Report to the University of Houston System Board of Regents
by Allen R. Warner, President of the University of Houston Faculty Senate
(Delivered November 17, 2005)

            Dr. Gogue, thank you once again for this opportunity to present brief comments to the Board of Regents on behalf of the University’s tenured and tenure-track faculty.  Chair Hermes, Vice Chair Cemo, members of the Board, this is my last opportunity to appear before you as president of the University of Houston Faculty Senate since my term expires before your next scheduled meeting.  Allow me this final opportunity to summarize my earlier points and to celebrate my colleagues.

            In May I provided data to you on the extraordinary growth in external funding and students served by faculty of the University of Houston in the past several years, without a corresponding increase in the number of full time, tenure-track faculty.  That collective willingness to go above and beyond was further highlighted in the faculty’s response following hurricane Katrina.

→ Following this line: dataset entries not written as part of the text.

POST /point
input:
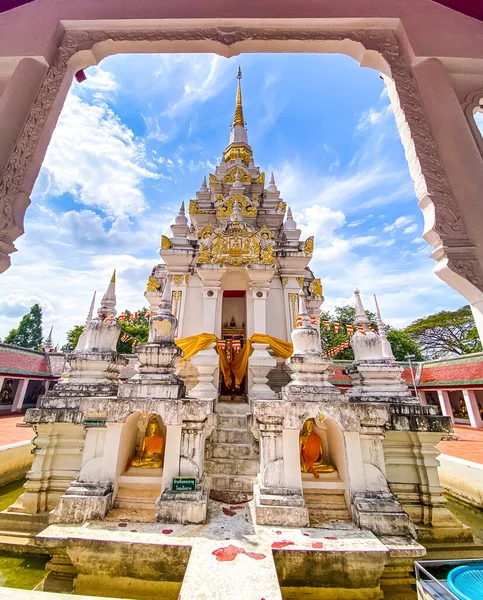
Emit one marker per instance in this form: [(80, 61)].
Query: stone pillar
[(192, 457), (456, 237), (57, 460), (445, 404), (278, 501), (20, 395), (206, 361), (472, 408), (375, 507)]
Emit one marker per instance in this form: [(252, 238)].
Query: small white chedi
[(233, 390)]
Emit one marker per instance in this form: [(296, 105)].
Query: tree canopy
[(135, 327), (29, 332), (401, 342), (446, 333)]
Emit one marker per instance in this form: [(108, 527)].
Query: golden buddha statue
[(311, 452), (150, 455)]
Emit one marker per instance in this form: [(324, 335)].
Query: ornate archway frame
[(380, 45)]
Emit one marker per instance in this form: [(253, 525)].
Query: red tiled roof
[(462, 371), (20, 361)]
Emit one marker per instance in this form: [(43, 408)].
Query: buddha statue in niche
[(150, 454), (311, 452)]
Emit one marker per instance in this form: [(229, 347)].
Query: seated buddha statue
[(311, 453), (149, 456)]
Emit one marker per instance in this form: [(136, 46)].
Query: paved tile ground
[(468, 445), (10, 433)]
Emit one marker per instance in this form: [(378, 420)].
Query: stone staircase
[(232, 460), (326, 505)]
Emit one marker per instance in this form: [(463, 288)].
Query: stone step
[(14, 521), (232, 421), (232, 408), (232, 436), (232, 483), (234, 451), (215, 466), (142, 498)]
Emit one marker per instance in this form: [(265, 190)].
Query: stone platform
[(213, 560)]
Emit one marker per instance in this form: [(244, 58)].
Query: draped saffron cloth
[(238, 367)]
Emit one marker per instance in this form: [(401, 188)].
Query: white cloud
[(411, 229), (202, 76), (372, 117), (400, 222), (96, 158)]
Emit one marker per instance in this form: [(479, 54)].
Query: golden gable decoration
[(237, 245), (196, 210), (247, 210), (240, 151), (230, 177)]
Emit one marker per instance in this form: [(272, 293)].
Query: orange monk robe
[(153, 444), (311, 451)]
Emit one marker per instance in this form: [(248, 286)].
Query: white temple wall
[(275, 312)]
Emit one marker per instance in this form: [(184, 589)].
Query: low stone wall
[(462, 479), (15, 461)]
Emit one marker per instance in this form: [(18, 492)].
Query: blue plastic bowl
[(466, 582)]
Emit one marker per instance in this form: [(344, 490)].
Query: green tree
[(401, 343), (73, 337), (137, 328), (446, 333), (29, 332)]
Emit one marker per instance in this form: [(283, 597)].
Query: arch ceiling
[(471, 8)]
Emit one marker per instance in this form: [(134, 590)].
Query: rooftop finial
[(386, 346), (238, 118)]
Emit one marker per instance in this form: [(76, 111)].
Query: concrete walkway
[(10, 433)]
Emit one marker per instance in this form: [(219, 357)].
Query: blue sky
[(136, 139)]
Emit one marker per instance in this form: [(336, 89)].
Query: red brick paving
[(468, 446), (10, 433)]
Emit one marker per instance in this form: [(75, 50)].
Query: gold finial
[(238, 119)]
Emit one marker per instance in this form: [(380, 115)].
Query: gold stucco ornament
[(309, 245), (150, 454), (226, 209), (316, 287), (153, 284)]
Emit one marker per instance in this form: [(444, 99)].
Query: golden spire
[(238, 118)]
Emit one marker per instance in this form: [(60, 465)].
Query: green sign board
[(183, 484), (94, 422)]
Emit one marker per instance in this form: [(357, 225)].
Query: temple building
[(232, 403), (237, 268)]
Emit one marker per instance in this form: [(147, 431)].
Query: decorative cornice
[(423, 156)]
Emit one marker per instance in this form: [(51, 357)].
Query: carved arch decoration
[(444, 223), (471, 102)]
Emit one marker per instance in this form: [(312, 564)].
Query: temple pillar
[(278, 500), (445, 404), (375, 507), (192, 456), (260, 361), (472, 408), (454, 233), (20, 395)]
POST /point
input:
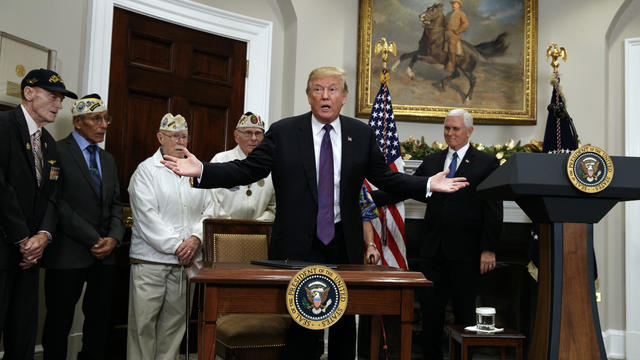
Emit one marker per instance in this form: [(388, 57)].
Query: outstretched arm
[(189, 166)]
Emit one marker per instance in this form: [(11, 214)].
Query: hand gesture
[(187, 250), (189, 166), (441, 183)]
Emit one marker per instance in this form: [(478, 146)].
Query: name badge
[(54, 173)]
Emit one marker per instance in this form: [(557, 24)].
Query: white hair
[(468, 119)]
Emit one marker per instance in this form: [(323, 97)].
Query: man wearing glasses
[(166, 235), (29, 173), (256, 201), (89, 229)]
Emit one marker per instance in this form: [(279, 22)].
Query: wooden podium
[(253, 289), (567, 324)]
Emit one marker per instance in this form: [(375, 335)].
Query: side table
[(506, 338)]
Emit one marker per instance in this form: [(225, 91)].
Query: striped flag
[(389, 226)]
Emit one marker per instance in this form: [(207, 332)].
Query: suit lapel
[(346, 156), (307, 153), (81, 163), (465, 163), (106, 180), (21, 123)]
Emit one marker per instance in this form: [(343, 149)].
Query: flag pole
[(555, 54), (383, 49)]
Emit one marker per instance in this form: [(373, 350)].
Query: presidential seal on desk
[(590, 169), (316, 297)]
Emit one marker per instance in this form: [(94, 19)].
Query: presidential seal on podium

Immediately following Katrina’s devastation, the Faculty Senate voted unanimously to support Drs. Gogue and Foss in their efforts to offer assistance to those affected institutions and to their students. My understanding is that some 1,600 displaced students were absorbed by the University in about a week.  The staff of the University performed magnificently to accommodate those displaced students, but the faculty also went above and beyond in response to the challenge.  Students were admitted to classes weeks into the semester, personal attention provided, teaching schedules modified, and counseling extended that went far beyond academic advisement.

            You should also know that meetings of various Faculty Senate bodies had to be rearranged during the weeks that followed because members of those committees were engaged in volunteer activity at the Astrodome, George R. Brown, or elsewhere where help was needed.  Most faculty who performed these acts of grace and kindness will not report those efforts for University public relations purposes.  They chose to volunteer their efforts because of who they are, and because of their willingness to go above and beyond.

            At your recent retreat I attempted to convey the sense of excitement and anticipation among the faculty for our evolution to the research-intensive flagship campus envisioned in your Strategic Plan.   I also provided data to you, though, that Texas’s two existing flagship campuses are well into long-term plans to grow their faculties.  Faculty size is an important element in National Research Council rankings, as well as in many other measures of research reputation.

            Our greatest need is a faculty growth plan, or as Texas A&M evidently calls their five year effort to add 447 faculty positions, a faculty reinvestment plan.  We are clearly behind the curve if our common ambitions are to become reality. 

            Last week Chair Hermes was present at a dinner celebrating faculty with 20 years, 25 years, and 30 or more years of service to the University.  Hundreds attended, and far more faculty qualified but were otherwise obligated.  A number of them were teaching evening classes that night.  My personal goal during my 32 years in the System has been to work with people who could be elsewhere, but who choose to be at the University of Houston.  That evening I felt very close to that dream.

            Your active support is definitely needed to celebrate the achievements of our existing faculty, and to establish a significant faculty growth and reinvestment plan.  Our common goal is to make the University of Houston the institution of choice for students in our area, in Texas, and throughout the country.  Houston deserves no less.

            Thank you again for your willingness to listen.  I trust you will provide the same opportunities and attention to Professor Craig, and to his successors in the role of president of the University of Houston Faculty Senate.